Improvements on a Hydraulic Impact Piston for Percussive Rock Drilling

Abstract: This Master Thesis was done at Atlas Copco Rock Drills AB in Örebro. It treats how the geometry of impact pistons in hydraulic percussive rock drill hammers can be improved. The material in these pistons is highly loaded during each impact and there are cases where fatigue failure has occurred. One critical location for fatigue damage is the fillet between the boom and the tail of the piston. This is because the stress pulse from the impact is amplified in this area.
By developing a full transient analysis for a piston in ANSYS, and by using design optimization, a new type of fillet was constructed from a cubic b-spline. This new fillet has the same length as the old fillet, a double radius fillet, on the piston tail, but it has 12‒16% lower maximum stress range, depending on the stress measure. A special feature with this fillet is that it is cut into the material of the boom. In that way it could be longer than the double radius fillet which enables a larger radius of curvature and a longer distance to “lead” in the stress pulse into the tail. This results in lower stress ranges in the fillet.

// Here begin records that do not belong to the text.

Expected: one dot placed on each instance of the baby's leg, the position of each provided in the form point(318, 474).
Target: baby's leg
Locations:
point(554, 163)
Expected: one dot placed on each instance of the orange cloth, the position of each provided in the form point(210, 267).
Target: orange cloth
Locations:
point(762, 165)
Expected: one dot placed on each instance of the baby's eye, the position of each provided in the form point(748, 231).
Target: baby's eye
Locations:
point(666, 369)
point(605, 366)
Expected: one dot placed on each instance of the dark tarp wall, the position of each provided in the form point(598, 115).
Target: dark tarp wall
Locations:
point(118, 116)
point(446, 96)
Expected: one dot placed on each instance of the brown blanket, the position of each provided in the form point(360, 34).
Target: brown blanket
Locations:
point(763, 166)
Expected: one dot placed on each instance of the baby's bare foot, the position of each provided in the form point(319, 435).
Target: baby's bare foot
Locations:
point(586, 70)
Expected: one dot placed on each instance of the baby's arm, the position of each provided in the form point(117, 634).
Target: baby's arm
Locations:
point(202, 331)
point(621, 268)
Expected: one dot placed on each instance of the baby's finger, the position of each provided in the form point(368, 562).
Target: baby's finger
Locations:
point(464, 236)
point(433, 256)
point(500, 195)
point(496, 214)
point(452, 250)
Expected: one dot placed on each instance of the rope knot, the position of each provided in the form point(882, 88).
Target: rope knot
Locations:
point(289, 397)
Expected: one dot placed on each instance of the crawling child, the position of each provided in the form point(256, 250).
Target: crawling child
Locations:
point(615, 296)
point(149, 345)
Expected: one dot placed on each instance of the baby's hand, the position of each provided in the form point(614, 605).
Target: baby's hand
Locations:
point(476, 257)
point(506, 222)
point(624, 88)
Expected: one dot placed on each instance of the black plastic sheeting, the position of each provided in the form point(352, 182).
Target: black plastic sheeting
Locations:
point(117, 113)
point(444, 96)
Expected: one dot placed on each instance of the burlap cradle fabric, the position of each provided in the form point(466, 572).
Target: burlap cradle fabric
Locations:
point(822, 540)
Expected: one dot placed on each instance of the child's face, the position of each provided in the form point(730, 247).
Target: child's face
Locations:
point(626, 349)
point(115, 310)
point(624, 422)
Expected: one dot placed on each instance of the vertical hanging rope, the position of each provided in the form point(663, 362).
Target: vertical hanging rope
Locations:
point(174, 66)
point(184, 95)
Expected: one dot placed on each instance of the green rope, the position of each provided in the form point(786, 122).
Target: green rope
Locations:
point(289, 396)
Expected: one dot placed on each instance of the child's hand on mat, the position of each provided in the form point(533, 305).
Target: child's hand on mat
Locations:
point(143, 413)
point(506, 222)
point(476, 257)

Several multiaxial stress fatigue methods were used to analyze the fatigue damage in the old double radius fillet and in the new undercut fillet. It was found that the double radius fillet has a safety factor of 0.98‒1.08 to infinite fatigue life and the undercut fillet has a safety factor of 1.10‒1.23 to infinite fatigue life, depending on the fatigue method. Because infinite fatigue life normally corresponds to 106 ‒107 equivalent stress cycles, and the piston is desired to withstand close to one billon impacts, the old double radius fillet does not leave any margins to effects which can occur in the giga-cycle regime. The undercut fillet on the other hand leaves some margins to these kinds of effects. Unfortunately, no fatigue parameters were known for the material in the considered piston, so they were estimated from empirical relations.
During the work with the undercut fillet it was realized that the weight of the impact piston can be reduced by minimizing the weight of the piston tail without affecting its performance. By using design optimization with the constraint that the maximum stress range in the piston tail should not be larger than the maximum stress range in the double radius fillet, its weight was reduced by 38%. With this change in mass, less energy is needed to accelerate the piston and less reflection energy is needed to be damped out.